# the latest in my pearl efforts



## SarahC

it's such a pretty animal,I can't stop marvelling at the delicate colour and beautiful eyes and it has the most wonderful docile temperament


----------



## Matt Haslam

this photo makes me smile 

absolutely gorgeous Sarah


----------



## Elven

Well done!


----------



## Jack Garcia

I am impressed!


----------



## Oakelm

Stunning, such a subtle colour by the looks of it.


----------



## WillowDragon

Absolutely stunning!!! I hope you are suitably proud Sarah!!!

W xx


----------



## tom95

Fantastic mouse ! Well done Sarah 

It's very hard to breed this variety, especially if you "starting from scratch"


----------



## Jacqueline

It looks great!
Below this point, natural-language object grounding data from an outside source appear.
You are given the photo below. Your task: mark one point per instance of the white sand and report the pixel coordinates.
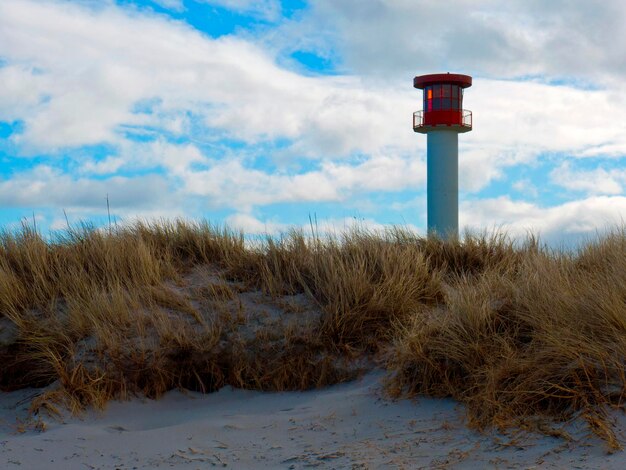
(344, 426)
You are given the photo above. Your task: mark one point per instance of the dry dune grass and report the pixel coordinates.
(515, 332)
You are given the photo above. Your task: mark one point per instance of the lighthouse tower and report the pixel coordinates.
(442, 119)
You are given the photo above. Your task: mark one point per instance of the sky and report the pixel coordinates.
(262, 114)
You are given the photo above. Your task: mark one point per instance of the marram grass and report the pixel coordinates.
(518, 333)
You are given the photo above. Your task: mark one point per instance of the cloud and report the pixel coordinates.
(229, 183)
(266, 9)
(565, 38)
(45, 187)
(592, 182)
(253, 226)
(198, 118)
(174, 5)
(572, 220)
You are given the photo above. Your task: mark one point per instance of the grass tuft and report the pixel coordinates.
(520, 334)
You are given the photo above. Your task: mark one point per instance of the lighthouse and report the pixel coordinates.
(442, 118)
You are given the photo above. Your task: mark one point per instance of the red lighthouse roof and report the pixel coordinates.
(458, 79)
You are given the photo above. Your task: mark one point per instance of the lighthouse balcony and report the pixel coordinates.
(459, 120)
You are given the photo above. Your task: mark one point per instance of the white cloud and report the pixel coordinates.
(174, 5)
(568, 220)
(594, 182)
(45, 187)
(80, 74)
(562, 38)
(266, 9)
(253, 226)
(229, 183)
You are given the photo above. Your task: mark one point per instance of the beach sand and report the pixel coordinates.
(349, 425)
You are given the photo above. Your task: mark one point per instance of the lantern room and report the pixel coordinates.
(442, 103)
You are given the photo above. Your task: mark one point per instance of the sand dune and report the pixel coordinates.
(344, 426)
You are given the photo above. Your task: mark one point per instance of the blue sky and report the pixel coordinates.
(259, 113)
Is this the first generation you got from my male?


----------



## SarahY

Awesome, Sarah! Such a beautiful mouse :love1

Sarah xxx


----------



## The Boggit keeper

I've not seen a Pearl before- Gorgeous! :clap :clap


----------



## moustress

Lovely! Just lovely!


----------



## SarahC

Jacqueline said:


> It looks great! Is this the first generation you got from my male?


thankyou every one,this mouse is such a pleasure to me.
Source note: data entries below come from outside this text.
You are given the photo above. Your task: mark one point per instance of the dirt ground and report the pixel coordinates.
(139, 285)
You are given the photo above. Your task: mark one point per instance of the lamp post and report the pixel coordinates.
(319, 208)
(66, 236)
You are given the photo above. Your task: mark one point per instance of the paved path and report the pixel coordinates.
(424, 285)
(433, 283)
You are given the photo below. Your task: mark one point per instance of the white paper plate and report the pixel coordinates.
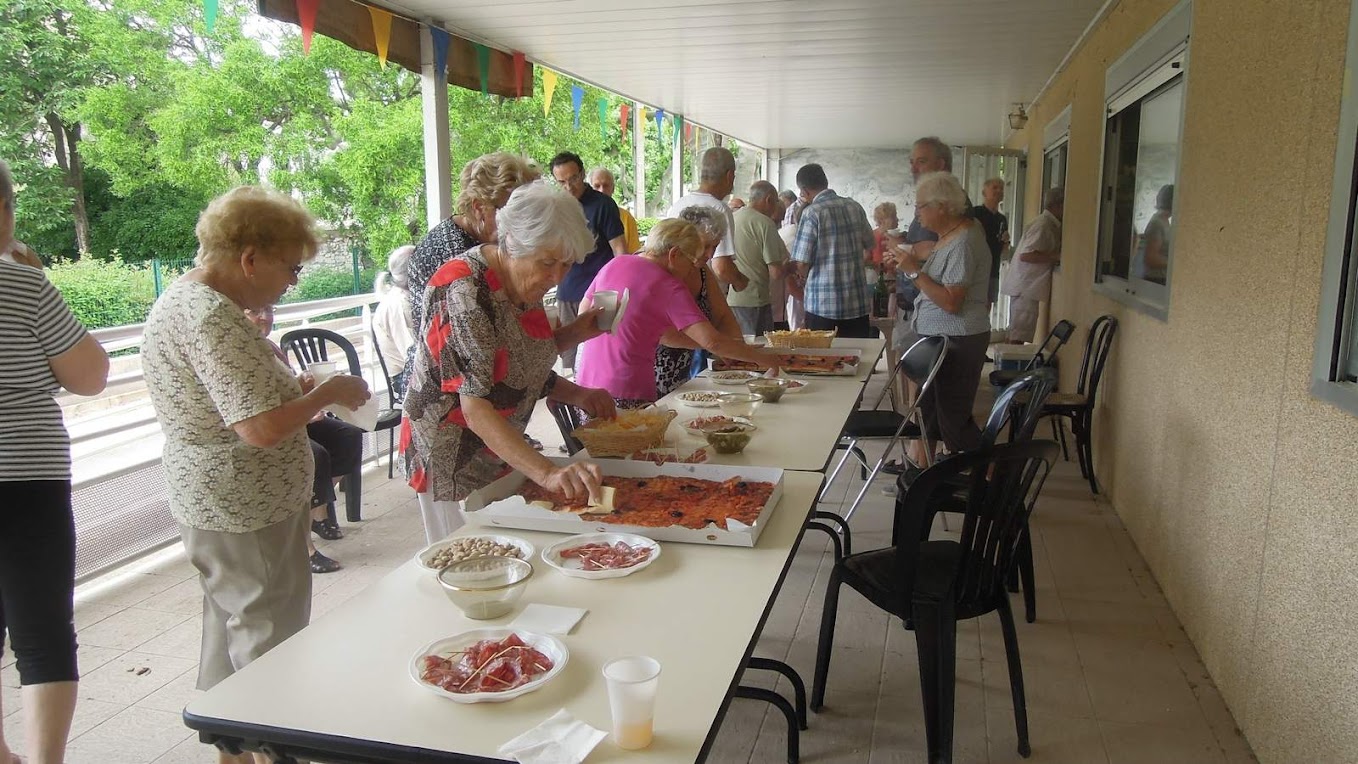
(685, 398)
(552, 555)
(687, 426)
(731, 377)
(424, 555)
(549, 646)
Jaqueline ,this mouse has come out of my silver greys unexpectedly and isn't related to your buck,alas it is from a litter of does.Your buck despite looking old and fragile now days is an excellent breeder.So far all produced have been silver grey and silver brown and again the litters are very doe heavy.He only has one son and it's a silver brown.His first daughters are now of breeding age and I'm hoping this second generation will have some pearls in.Did you get any litters with pearl in yet?


----------



## laoshu

beautiful mouse! what makes a pearl?


----------



## SarahC

they can't be made,thats the problem .You need the gene.Here's Jaquelines,now my buck.Gone past his best but still breeding.I'm hoping he doesn't pop off before I have the second generation from his line in the bag. He isn't a well built mouse but the offspring from crossing him with my silver greys are nice and sturdy with good tail sets.


----------



## WoodWitch

Fabulous Sarah!
I _do_ hope your many efforts contiue to pay well   
xx


----------



## laoshu

is there any way you could get some sperm from him and freeze it! that way you have a back up supply


----------



## SarahC

:shock: you can for dogs and you have to do the job by hand to get the sperm,you'd need an elf to do the stimulation for a mouse and I can't imagine what the equivalent of a turkey baster would be.


----------



## The Village Mousery

haha get the tweezers out


----------



## zany_toon

She is a beautiful looking mouse! I wish you the best in breeding them SarahC as I've read about how hard it can be to get the standards in this beautiful colour!


----------



## miss.understood

Gorgeous xx


----------



## Lottiz

They are just adorable! I hope you can produce more of them and let me buy some if I ever can visit you and your family.


----------



## Seawatch Stud

So,so close now Sarah. That is a pearl, not a light silver grey, I love it. I really like the p.e cream too.


----------



## WNTMousery

Odd, it doesn't look like the pearls I've seen, which also came from England. The coloration is still very pleasing to the eye, though!


----------



## SarahC

Seawatch Stud said:


> So,so close now Sarah. That is a pearl, not a light silver grey, I love it. I really like the p.e cream too.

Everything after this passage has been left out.